Humphrey Prideaux (3 May 1648 – 1 November 1724) was an English churchman and orientalist, Dean of Norwich from 1702. His sympathies inclined to Low Churchism in religion and to Whiggism in politics.
The third son of Edmond Prideaux, he was born at Padstow, Cornwall, on 3 May 1648. His mother was a daughter of John Moyle. After education at Liskeard grammar school and Bodmin grammar school, he went to Westminster School under Richard Busby, recommended by his uncle William Morice. On 11 December 1668 he matriculated at Christ Church, Oxford, where he had obtained a studentship. He graduated B.A. 22 June 1672, M.A. 29 April 1675, B.D. 15 November 1682, D.D. 8 June 1686. In January 1674, Prideaux recorded in his letters a visit to his home of William Levett; with Levett came Lord Cornbury, son of the Earl of Clarendon, Levett's principal patron. In other letters, Prideaux mentioned alliances with Levett in ongoing church political maneuverings. At the university he was known for scholarship; John Fell employed him in 1672 on an edition of Florus. He also worked on Edmund Chilmead's edition of the chronicle of John Malalas.
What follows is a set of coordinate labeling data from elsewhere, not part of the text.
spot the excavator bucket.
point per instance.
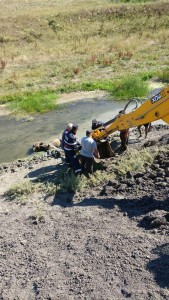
(166, 119)
(105, 149)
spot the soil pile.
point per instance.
(109, 242)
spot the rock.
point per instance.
(167, 172)
(113, 183)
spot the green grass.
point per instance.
(81, 45)
(132, 86)
(135, 161)
(32, 102)
(163, 75)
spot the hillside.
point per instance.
(109, 241)
(54, 44)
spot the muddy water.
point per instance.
(17, 137)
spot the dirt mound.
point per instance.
(107, 242)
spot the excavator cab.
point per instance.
(153, 109)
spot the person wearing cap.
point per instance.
(71, 145)
(68, 128)
(88, 152)
(124, 134)
(96, 124)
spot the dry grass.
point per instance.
(48, 44)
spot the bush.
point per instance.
(132, 86)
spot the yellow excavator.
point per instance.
(154, 109)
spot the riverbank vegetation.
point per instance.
(86, 45)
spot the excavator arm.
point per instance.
(154, 109)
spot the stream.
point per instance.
(17, 137)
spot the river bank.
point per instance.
(109, 241)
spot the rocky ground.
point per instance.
(107, 243)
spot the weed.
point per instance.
(129, 87)
(98, 177)
(40, 101)
(163, 75)
(135, 161)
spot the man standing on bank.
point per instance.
(68, 128)
(88, 152)
(71, 146)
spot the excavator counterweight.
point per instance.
(155, 108)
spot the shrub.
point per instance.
(129, 87)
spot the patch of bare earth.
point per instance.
(96, 244)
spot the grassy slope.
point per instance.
(49, 44)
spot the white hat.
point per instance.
(69, 126)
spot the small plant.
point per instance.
(163, 75)
(72, 183)
(32, 102)
(98, 177)
(2, 65)
(135, 161)
(129, 87)
(39, 215)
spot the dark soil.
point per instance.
(107, 243)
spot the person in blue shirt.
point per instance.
(71, 146)
(88, 152)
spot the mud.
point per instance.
(110, 242)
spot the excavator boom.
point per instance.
(154, 109)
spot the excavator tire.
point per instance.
(105, 149)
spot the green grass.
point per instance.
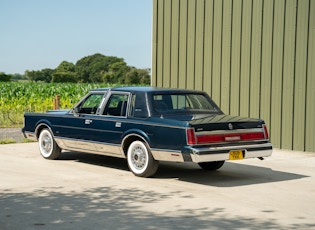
(16, 98)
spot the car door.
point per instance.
(77, 129)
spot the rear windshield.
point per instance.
(182, 102)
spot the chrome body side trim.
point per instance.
(30, 135)
(167, 155)
(90, 147)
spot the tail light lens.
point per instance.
(191, 137)
(266, 132)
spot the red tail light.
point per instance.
(190, 135)
(196, 138)
(266, 132)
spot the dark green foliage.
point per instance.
(5, 77)
(96, 68)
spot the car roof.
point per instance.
(148, 89)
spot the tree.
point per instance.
(65, 72)
(137, 76)
(93, 67)
(4, 77)
(40, 75)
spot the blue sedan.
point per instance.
(146, 125)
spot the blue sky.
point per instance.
(38, 34)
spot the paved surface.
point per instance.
(12, 134)
(82, 191)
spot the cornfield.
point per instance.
(16, 98)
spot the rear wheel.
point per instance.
(140, 160)
(47, 145)
(211, 166)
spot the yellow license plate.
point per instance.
(236, 155)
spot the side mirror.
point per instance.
(76, 112)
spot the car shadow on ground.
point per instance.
(113, 208)
(230, 175)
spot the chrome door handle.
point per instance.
(87, 122)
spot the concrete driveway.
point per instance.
(82, 191)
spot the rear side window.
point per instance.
(116, 105)
(179, 102)
(91, 104)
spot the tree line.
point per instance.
(96, 68)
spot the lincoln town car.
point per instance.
(146, 125)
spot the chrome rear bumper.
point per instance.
(199, 154)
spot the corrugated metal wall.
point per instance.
(254, 57)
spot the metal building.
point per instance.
(254, 57)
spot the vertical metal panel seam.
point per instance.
(178, 41)
(240, 74)
(231, 44)
(212, 48)
(195, 40)
(306, 88)
(250, 57)
(203, 44)
(294, 72)
(186, 64)
(154, 47)
(171, 34)
(261, 56)
(222, 24)
(282, 72)
(271, 64)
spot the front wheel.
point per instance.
(140, 160)
(211, 166)
(47, 146)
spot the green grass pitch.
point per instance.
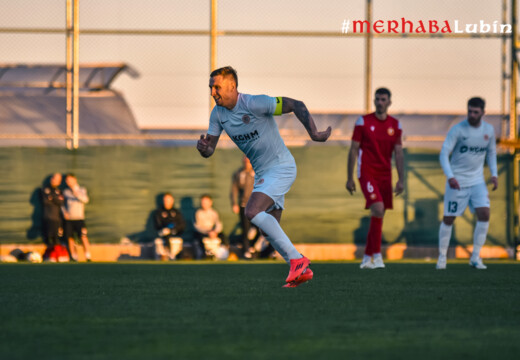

Prideaux gained the patronage of Heneage Finch, 1st Earl of Nottingham, as tutor to his son Charles, and in 1677 he obtained the sinecure rectory of Llandewy-Velfrey, Pembrokeshire. In 1679 Finch presented him to the rectory of St Clement's, Oxford, which he held till 1696. He was appointed also, in 1679, Busby's Hebrew lecturer in Christ Church College. Finch gave him in 1681 a canonry at Norwich, and Sir Francis North in February 1683 presented him to the rectory of Bladon, Oxfordshire, which included the chapelry of . He retained his studentship at Christ Church, where he was acting as unsalaried librarian.